How many milliliters of 0.710 M HCl are required to react with 47.80 grams of CaCO3 ?
Given the balanced reaction equation:
6 FeCl2(aq) + K2Cr2O7(aq) + 14 HCl(aq)
6 FeCl3(aq) + 2 CrCl3(aq) + 2 KCl(aq) + 7 H2O(l)
How many moles of FeCl2(aq) are required to produce 2.811 mol of FeCl3(aq)?
For #1, write the equation.
2HCl + CaCO3 ==> CaCl2 + H2O + CO2
moles CaCO3 = grams/molar mass
Convert moles CaCO3 to moles HCl using the coefficients in the balanced equation (which is why you need the equation).
Now convert moles HCl to volume using M = moles/L and convert L to mL.
For #2, here is a link to solve stoichiometry problems. Just follow the steps.
http://www.jiskha.com/science/chemistry/stoichiometry.html
To find the number of moles of FeCl2 required to produce a certain number of moles of FeCl3, we need to look at the balanced reaction equation.

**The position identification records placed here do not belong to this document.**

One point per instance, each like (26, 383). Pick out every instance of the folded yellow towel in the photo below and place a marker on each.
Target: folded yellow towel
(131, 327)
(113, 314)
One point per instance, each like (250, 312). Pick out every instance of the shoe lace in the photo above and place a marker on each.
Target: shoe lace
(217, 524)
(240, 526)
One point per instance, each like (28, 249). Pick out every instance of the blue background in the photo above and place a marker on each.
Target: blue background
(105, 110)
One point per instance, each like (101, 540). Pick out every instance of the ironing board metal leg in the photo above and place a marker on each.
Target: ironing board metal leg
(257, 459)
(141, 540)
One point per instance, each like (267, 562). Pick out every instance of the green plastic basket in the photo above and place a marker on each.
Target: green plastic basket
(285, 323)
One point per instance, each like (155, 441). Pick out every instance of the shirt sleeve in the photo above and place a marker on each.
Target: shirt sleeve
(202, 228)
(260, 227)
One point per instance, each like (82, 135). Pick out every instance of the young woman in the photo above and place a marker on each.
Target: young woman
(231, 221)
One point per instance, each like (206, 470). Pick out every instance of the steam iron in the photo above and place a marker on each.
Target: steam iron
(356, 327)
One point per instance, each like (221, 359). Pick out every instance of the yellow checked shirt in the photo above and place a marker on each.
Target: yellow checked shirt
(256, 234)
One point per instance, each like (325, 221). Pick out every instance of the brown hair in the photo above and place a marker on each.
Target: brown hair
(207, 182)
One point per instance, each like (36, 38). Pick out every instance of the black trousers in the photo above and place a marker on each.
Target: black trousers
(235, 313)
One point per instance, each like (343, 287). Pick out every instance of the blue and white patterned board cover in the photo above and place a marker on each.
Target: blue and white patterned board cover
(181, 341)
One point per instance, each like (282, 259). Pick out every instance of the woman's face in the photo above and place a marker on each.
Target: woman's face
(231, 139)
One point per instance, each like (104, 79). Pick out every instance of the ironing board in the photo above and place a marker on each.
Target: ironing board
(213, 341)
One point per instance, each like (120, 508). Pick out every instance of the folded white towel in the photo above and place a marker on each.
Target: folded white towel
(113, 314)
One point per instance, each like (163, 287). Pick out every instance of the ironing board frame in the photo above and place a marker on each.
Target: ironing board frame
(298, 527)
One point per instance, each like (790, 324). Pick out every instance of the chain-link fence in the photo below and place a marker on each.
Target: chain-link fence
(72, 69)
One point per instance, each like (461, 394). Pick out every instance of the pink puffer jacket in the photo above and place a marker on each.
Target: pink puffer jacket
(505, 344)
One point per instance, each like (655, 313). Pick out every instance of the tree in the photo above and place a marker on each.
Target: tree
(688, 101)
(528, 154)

From the equation, we can see that the stoichiometric ratio between FeCl2 and FeCl3 is 6:6, which means that for every 6 moles of FeCl2, we will produce 6 moles of FeCl3.
So, to solve this problem, we can set up a proportion to find the moles of FeCl2:
(6 moles FeCl2 / 6 moles FeCl3) = (x moles FeCl2 / 2.811 moles FeCl3)

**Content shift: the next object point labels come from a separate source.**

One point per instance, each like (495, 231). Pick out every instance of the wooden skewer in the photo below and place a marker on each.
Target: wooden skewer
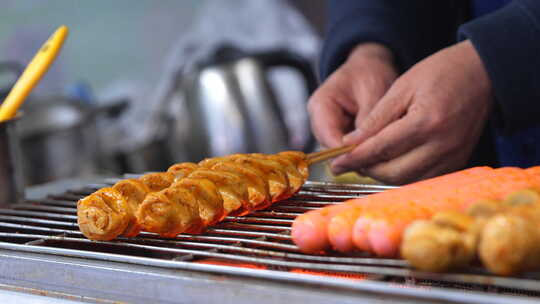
(316, 157)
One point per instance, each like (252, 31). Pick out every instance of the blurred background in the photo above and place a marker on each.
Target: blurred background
(142, 84)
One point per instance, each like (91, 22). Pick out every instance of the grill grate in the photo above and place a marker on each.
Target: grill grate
(261, 239)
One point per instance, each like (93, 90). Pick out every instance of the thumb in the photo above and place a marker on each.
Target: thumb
(391, 107)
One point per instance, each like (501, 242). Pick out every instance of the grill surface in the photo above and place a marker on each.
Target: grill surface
(258, 245)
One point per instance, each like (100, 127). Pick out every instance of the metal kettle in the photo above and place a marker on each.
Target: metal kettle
(230, 105)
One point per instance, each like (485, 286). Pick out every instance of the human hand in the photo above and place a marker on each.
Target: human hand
(350, 93)
(427, 123)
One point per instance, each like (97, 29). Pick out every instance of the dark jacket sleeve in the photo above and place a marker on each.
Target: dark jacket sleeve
(508, 42)
(412, 29)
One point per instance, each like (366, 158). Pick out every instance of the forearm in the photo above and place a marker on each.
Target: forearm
(508, 44)
(411, 29)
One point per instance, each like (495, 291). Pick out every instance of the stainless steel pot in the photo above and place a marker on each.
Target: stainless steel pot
(59, 138)
(230, 106)
(11, 172)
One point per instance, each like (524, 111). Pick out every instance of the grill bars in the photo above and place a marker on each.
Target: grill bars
(262, 239)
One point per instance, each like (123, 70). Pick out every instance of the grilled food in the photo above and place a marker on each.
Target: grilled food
(504, 234)
(110, 212)
(376, 223)
(190, 197)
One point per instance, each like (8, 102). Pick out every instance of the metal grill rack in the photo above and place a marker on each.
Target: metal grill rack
(257, 245)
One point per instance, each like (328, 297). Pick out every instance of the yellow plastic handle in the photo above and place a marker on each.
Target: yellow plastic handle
(33, 73)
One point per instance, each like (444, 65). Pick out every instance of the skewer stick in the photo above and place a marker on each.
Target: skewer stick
(316, 157)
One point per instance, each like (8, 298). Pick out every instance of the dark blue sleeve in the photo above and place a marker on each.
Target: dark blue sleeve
(508, 41)
(412, 29)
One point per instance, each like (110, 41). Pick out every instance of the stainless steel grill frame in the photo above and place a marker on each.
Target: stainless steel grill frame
(41, 238)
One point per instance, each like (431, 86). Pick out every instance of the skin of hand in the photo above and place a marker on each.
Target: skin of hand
(338, 106)
(427, 123)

Cross-multiplying and solving for x, we get:
6 moles FeCl2 * 2.811 moles FeCl3 = 6 moles FeCl3 * x moles FeCl2
16.866 moles FeCl3 = 6x
Dividing both sides by 6, we find:
x = 16.866 moles FeCl3 / 6
x = 2.811 moles FeCl2
So, 2.811 moles of FeCl2 are required to produce 2.811 moles of FeCl3.